El episodio ocurrió el pasado 5 de abril, cuando el menor se descompensó en la vivienda donde se encontraba junto a su madre. Fue trasladado de urgencia a un centro de salud, pero ingresó sin signos vitales y, pese a los intentos de reanimación, se confirmó su fallecimiento a raíz de un paro cardiorrespiratorio.
Sin embargo, los primeros resultados de la autopsia encendieron las alarmas: los peritos detectaron lesiones internas en la cabeza, un dato clave que abrió la hipótesis de una posible muerte violenta.

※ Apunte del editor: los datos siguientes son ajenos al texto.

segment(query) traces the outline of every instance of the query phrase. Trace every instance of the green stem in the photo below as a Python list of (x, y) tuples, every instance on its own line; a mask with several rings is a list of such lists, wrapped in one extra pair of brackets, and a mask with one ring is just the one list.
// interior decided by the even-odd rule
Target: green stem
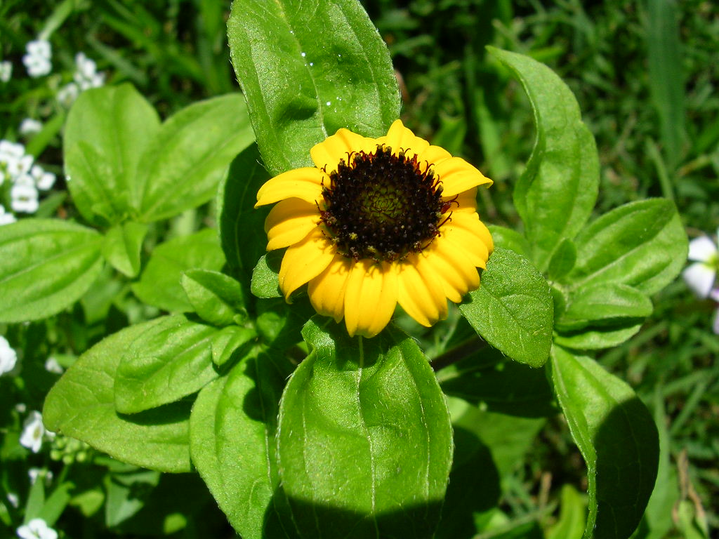
[(486, 346), (487, 343), (480, 337), (470, 337), (451, 350), (432, 359), (431, 362), (432, 369), (434, 369), (435, 372), (438, 372), (444, 367), (449, 367), (453, 363), (457, 363), (465, 357), (469, 357), (472, 354), (482, 350)]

A partir de este hallazgo, intervino el Ministerio Público Fiscal, que ordenó una serie de medidas para avanzar en la investigación. Entre ellas, se realizaron allanamientos en la vivienda donde residía el niño, con el objetivo de recolectar pruebas que permitan esclarecer lo ocurrido.

Por el momento, no hay personas detenidas, aunque la causa se encuentra en pleno desarrollo y bajo estricta reserva.
En paralelo, familiares del menor expresaron fuertes sospechas y cuestionamientos sobre el entorno en el que vivía. Desde el círculo paterno señalaron a la madre y a su pareja, al tiempo que manifestaron su preocupación por decisiones judiciales previas vinculadas a la tenencia del niño.
Mientras tanto, los investigadores aguardan los resultados finales de la autopsia y otras pericias complementarias que serán determinantes para establecer con precisión las causas de la muerte.
El caso genera un fuerte impacto en la comunidad y vuelve a poner en foco la necesidad de esclarecer con rapidez y rigor cualquier hecho que involucre la integridad de niños y niñas.